This was a very difficult week for trading as the markets gave lots of mixed signals and conflicting signs. I would like to point out here to blog readers that I carefully analyze the markets every day but usually only post a new blog entry when there is a significant change in the markets that would alter trading strategies. (Rest assured that I don't take vacations from this daily analysis as I am investing my own money in these trades!) I will always, however, comment on the markets at least once a week. The purpose of this blog and website is to present in a relatively simple and straightforward manner the results of my analyses, and I try to avoid rambling financial news chitchat (which you can find on other websites and blogs).
TRADE ALERT: It is looking like the correction we were expecting in the precious metals may be delayed some more as both gold and silver appeared more bullish this week. This market is very tricky right now and is hard to call because there are strong bullish and bearish factors influencing it. There is a possibility here of significant rallying before we see that correction. We are still within a time frame or window where a reversal is likely, but we move out of that window next week. Silver is looking a little more bullish than gold this week as it broke through some resistance and stop loss points while gold did not. Based on all this, I am going to take the strategy of bailing out of the silver short positions for now and holding on to the gold short positions until next week. If the correction does not kick in next week then we will bail out of the gold shorts as well. If the precious metals do start to turn down next week, then the gains in the gold shorts will compensate for some of the silver short losses. (Note that silver is usually more volatile than gold and presents more of a risk when trading - especially short term trading).

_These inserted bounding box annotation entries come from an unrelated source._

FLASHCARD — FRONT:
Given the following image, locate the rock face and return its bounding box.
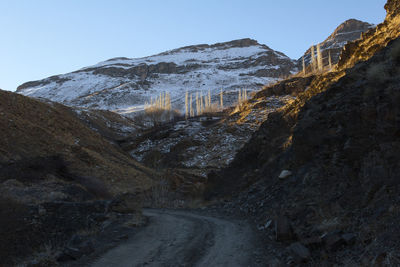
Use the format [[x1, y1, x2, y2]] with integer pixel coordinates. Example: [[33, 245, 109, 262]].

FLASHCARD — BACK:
[[298, 19, 374, 69], [206, 1, 400, 265], [17, 39, 297, 112]]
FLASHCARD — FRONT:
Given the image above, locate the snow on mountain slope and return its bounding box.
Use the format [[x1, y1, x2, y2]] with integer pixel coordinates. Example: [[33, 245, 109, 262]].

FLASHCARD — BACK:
[[17, 39, 297, 113], [298, 19, 375, 68]]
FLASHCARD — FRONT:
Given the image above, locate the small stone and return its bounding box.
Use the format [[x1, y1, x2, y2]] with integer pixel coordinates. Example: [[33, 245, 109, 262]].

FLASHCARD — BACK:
[[275, 216, 294, 241], [279, 170, 292, 179], [288, 242, 311, 262]]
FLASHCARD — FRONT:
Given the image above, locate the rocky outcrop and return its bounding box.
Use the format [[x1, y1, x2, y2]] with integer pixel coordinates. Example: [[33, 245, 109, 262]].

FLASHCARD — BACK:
[[298, 19, 374, 68]]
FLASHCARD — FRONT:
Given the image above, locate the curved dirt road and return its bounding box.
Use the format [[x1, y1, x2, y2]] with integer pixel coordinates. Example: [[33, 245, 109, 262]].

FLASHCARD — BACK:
[[91, 210, 263, 267]]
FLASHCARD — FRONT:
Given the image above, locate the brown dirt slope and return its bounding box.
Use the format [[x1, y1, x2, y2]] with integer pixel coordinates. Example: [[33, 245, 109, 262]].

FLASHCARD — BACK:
[[207, 1, 400, 266]]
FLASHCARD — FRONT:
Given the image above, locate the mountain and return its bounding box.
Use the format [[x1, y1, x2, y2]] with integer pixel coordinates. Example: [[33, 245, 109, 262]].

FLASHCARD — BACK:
[[17, 39, 297, 113], [0, 90, 158, 266], [206, 0, 400, 266], [298, 19, 375, 68]]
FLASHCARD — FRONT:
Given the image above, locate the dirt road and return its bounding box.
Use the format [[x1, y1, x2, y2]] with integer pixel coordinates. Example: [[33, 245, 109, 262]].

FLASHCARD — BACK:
[[91, 210, 264, 267]]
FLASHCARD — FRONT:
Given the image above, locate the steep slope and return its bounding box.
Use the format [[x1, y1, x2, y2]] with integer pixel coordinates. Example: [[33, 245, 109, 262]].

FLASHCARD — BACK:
[[0, 90, 158, 266], [338, 0, 400, 69], [17, 39, 296, 113], [207, 0, 400, 266], [0, 91, 155, 195], [298, 19, 375, 68]]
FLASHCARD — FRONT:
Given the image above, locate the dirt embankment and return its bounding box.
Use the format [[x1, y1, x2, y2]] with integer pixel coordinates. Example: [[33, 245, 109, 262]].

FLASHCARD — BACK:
[[90, 210, 266, 267]]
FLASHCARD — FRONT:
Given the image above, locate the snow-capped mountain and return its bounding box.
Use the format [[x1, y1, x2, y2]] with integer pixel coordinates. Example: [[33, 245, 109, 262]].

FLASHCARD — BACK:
[[17, 39, 297, 113]]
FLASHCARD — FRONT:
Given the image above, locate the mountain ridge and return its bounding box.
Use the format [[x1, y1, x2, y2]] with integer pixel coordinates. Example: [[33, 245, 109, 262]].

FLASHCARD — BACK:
[[17, 19, 372, 114]]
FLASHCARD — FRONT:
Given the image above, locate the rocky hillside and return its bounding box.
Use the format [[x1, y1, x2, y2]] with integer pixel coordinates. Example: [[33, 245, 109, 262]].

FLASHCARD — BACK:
[[298, 19, 375, 68], [207, 0, 400, 266], [0, 91, 159, 266], [17, 39, 297, 113]]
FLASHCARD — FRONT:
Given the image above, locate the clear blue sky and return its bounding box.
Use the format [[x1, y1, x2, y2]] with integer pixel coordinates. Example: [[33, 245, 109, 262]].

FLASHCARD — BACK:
[[0, 0, 386, 90]]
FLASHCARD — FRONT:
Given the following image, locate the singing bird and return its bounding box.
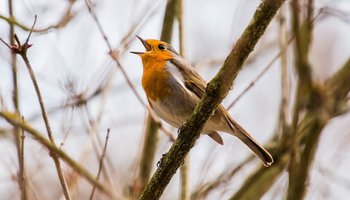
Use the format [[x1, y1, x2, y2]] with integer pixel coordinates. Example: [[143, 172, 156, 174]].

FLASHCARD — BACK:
[[131, 36, 273, 167]]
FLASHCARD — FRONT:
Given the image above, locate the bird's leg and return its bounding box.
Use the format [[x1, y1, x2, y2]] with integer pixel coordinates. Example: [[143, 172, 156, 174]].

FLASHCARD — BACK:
[[157, 153, 166, 168]]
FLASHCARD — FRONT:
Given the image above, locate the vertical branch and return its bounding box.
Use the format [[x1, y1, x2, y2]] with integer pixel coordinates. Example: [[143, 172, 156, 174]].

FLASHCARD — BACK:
[[89, 129, 110, 200], [8, 0, 27, 200], [17, 117, 28, 200], [287, 0, 322, 200], [278, 3, 289, 138], [11, 16, 71, 200], [176, 0, 190, 200], [160, 0, 176, 44]]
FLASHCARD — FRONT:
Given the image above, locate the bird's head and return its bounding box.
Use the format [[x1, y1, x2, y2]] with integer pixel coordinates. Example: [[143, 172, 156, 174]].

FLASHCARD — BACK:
[[130, 36, 178, 60]]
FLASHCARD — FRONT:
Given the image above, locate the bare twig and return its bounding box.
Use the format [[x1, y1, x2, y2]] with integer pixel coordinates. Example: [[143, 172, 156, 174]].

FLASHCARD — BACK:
[[0, 15, 71, 200], [0, 112, 113, 197], [176, 0, 190, 200], [19, 116, 28, 200], [3, 0, 28, 200], [191, 156, 254, 199], [0, 0, 76, 33], [140, 0, 284, 200], [85, 0, 174, 140], [89, 129, 110, 200]]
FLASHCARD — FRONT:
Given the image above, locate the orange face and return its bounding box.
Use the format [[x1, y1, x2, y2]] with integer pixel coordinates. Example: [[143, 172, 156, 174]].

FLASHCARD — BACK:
[[131, 36, 177, 60]]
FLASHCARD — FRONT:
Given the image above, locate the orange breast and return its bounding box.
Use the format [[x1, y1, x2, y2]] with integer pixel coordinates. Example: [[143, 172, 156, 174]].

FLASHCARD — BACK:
[[142, 61, 171, 101]]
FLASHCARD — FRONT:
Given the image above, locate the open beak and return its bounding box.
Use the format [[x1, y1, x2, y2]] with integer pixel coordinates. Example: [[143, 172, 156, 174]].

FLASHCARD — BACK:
[[130, 35, 152, 55]]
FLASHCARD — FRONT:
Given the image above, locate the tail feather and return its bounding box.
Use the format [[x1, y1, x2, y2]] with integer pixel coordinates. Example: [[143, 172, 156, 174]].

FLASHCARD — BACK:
[[229, 117, 273, 167], [237, 131, 273, 167]]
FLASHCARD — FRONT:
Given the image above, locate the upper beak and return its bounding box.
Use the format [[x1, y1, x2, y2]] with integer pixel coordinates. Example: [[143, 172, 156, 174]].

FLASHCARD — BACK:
[[130, 35, 152, 55]]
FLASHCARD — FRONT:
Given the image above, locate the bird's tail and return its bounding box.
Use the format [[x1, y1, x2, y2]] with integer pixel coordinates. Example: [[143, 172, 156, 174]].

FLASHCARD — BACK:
[[229, 117, 273, 167]]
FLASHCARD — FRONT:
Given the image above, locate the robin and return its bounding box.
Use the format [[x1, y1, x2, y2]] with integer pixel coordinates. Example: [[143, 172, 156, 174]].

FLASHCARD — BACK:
[[131, 36, 273, 167]]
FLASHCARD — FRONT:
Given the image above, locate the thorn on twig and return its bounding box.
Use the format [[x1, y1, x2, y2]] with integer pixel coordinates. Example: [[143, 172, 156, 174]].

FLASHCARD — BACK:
[[0, 15, 37, 55], [157, 153, 166, 168]]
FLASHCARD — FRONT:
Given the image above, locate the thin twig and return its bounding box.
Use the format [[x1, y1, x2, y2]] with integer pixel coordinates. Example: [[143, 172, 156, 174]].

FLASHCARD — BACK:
[[17, 118, 28, 200], [89, 129, 110, 200], [176, 0, 190, 200], [0, 112, 113, 197], [0, 0, 76, 33], [0, 15, 71, 200], [6, 0, 28, 200]]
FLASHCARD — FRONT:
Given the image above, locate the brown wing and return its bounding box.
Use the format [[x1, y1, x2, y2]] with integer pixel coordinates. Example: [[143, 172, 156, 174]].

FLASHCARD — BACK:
[[171, 56, 273, 167]]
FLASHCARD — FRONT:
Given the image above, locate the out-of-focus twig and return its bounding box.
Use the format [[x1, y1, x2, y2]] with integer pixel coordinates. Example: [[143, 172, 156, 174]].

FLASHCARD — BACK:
[[7, 0, 28, 200], [0, 0, 76, 33], [85, 0, 174, 140], [0, 111, 113, 197], [89, 129, 110, 200], [176, 0, 190, 200], [0, 16, 71, 200], [191, 156, 254, 199]]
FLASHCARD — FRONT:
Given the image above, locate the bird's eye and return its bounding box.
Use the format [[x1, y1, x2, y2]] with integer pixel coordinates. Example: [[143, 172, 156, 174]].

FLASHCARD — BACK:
[[158, 44, 166, 50]]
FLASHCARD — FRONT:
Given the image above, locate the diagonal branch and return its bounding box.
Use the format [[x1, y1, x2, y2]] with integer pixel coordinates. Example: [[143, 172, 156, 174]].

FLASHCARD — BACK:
[[140, 0, 284, 199]]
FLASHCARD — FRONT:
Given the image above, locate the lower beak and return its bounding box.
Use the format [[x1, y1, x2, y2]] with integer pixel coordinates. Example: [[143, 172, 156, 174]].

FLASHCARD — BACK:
[[130, 35, 152, 55]]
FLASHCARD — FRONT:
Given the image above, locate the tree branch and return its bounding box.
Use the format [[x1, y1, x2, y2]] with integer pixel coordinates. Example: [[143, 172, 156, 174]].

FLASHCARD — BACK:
[[140, 0, 284, 200]]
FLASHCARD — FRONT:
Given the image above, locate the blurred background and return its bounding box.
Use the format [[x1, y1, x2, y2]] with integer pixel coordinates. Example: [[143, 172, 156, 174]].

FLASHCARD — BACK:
[[0, 0, 350, 200]]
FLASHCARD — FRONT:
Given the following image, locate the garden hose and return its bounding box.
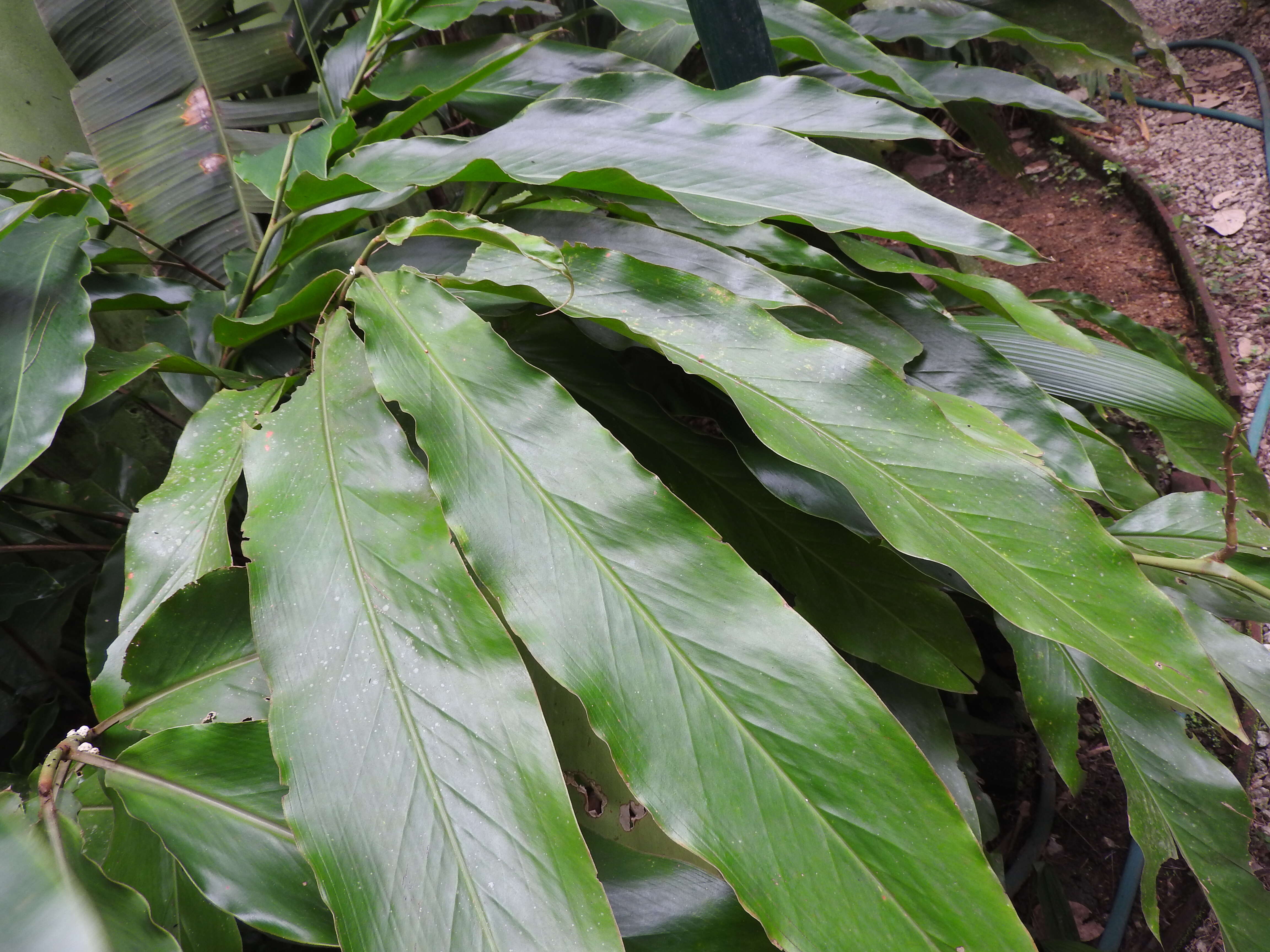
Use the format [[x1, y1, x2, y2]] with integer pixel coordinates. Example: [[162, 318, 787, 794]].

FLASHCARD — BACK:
[[1111, 39, 1270, 457]]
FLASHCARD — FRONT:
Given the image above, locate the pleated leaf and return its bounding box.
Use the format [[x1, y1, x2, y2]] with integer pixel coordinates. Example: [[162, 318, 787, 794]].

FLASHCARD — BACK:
[[1002, 624, 1270, 952], [446, 248, 1236, 726], [93, 380, 288, 717], [332, 99, 1041, 265], [0, 209, 93, 486], [504, 317, 983, 691], [105, 721, 335, 946], [245, 315, 621, 952], [546, 72, 948, 138], [352, 265, 1029, 951]]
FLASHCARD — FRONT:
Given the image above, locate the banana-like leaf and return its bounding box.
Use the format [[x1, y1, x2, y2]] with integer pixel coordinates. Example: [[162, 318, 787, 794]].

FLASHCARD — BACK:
[[352, 266, 1029, 951], [799, 56, 1102, 122], [589, 0, 936, 108], [504, 317, 983, 691], [240, 312, 621, 952], [112, 569, 269, 734], [587, 834, 772, 952], [1165, 589, 1270, 721], [101, 791, 243, 952], [0, 807, 115, 952], [93, 380, 288, 717], [0, 202, 94, 486], [445, 248, 1237, 729], [834, 235, 1093, 354], [36, 0, 312, 277], [543, 72, 948, 138], [823, 272, 1101, 494], [762, 274, 922, 373], [961, 316, 1270, 513], [1109, 493, 1270, 559], [608, 21, 697, 70], [847, 8, 1137, 72], [1001, 623, 1270, 952], [332, 99, 1041, 266], [366, 33, 669, 127], [499, 209, 803, 307], [94, 721, 335, 946]]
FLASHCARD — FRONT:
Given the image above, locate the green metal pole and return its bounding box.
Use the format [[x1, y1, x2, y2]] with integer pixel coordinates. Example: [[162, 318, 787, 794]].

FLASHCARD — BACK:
[[688, 0, 777, 89]]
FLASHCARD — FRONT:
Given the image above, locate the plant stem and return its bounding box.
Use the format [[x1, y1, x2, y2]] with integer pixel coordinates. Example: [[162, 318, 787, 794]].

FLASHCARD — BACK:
[[1133, 552, 1270, 599], [234, 123, 313, 321], [0, 152, 225, 291]]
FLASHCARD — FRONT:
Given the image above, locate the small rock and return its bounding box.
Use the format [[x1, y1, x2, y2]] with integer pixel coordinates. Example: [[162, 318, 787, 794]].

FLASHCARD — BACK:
[[1204, 208, 1249, 237], [904, 155, 949, 179]]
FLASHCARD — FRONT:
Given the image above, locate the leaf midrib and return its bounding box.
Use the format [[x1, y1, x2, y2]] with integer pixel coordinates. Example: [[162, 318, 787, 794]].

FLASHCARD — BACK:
[[315, 322, 499, 950], [370, 272, 936, 950]]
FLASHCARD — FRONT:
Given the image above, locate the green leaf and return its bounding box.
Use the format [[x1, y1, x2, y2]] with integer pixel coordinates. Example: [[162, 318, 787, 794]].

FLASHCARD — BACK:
[[499, 209, 803, 307], [1002, 624, 1270, 952], [608, 21, 697, 70], [799, 56, 1102, 122], [363, 33, 664, 128], [446, 248, 1236, 726], [93, 380, 290, 717], [961, 316, 1270, 512], [352, 266, 1029, 950], [834, 235, 1093, 354], [83, 272, 194, 311], [504, 317, 983, 691], [543, 72, 948, 138], [0, 215, 93, 486], [101, 791, 243, 952], [37, 0, 315, 275], [105, 721, 335, 946], [1109, 493, 1270, 559], [601, 0, 936, 107], [1165, 589, 1270, 721], [584, 834, 772, 952], [111, 569, 269, 734], [332, 99, 1041, 266], [847, 8, 1136, 71], [362, 33, 549, 144], [245, 312, 620, 952]]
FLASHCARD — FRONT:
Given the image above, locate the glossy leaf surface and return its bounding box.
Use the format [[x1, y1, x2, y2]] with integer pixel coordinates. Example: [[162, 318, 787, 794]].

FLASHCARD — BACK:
[[246, 316, 620, 952], [504, 317, 983, 691], [93, 381, 287, 717], [0, 215, 93, 486], [353, 266, 1027, 950], [118, 569, 269, 732], [105, 721, 335, 946], [332, 99, 1041, 265], [447, 248, 1234, 725], [546, 72, 946, 138]]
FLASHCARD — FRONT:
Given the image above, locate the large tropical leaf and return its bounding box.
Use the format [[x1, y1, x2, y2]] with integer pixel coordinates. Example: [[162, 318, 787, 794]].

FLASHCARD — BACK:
[[352, 265, 1046, 950], [94, 721, 335, 946], [0, 208, 94, 486], [545, 72, 948, 138], [36, 0, 316, 277], [961, 316, 1270, 513], [1001, 623, 1270, 952], [429, 246, 1236, 726], [330, 99, 1035, 264], [245, 315, 621, 952], [93, 380, 287, 717], [504, 317, 983, 691]]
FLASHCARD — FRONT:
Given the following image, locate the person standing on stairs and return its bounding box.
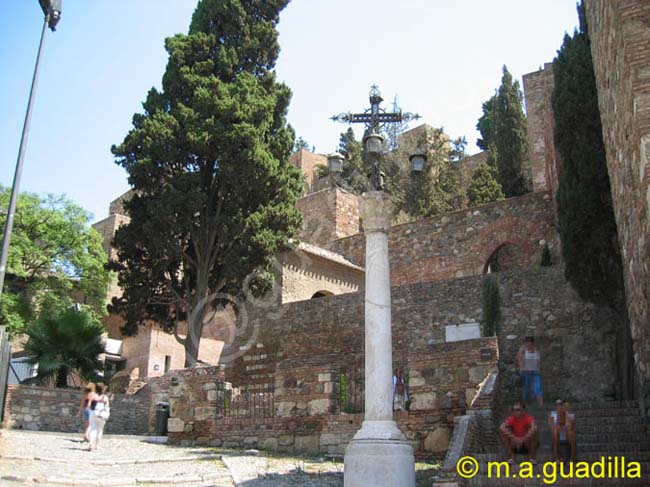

The major correction we have been anticipating in the Swiss Franc seems to be happening now. On Tuesday this currency plunged and broke several support areas and it could continue further over the next several weeks and possibly go much lower as a significant cycle here comes to an end. As mentioned in the last blog post, a downtrend here would support the case for a correction in the precious metals because these markets usually move in the same direction. We will wait for the bottom of this correction before going long in this currency.
The broad stock market continued to be fairly stable this week. The DOW rallied some, but the S&P 500 and NASDAQ were relatively flat. There was not much change in the balance of bullish vs. bearish factors in these markets so we will continue to remain on the sidelines until the directions are more clear.
The price of crude oil abruptly shot up on Thursday following the news of an attack by Islamist militants on a natural gas plant in Algeria. This caused the appearance of several bullish technical signals on the crude oil charts. This may be a bullish development, but if the political tension eases in coming days it could turn out to be just a temporary glitch in crude oil prices. We will remain on the sidelines here and wait for a stronger directional signal for oil.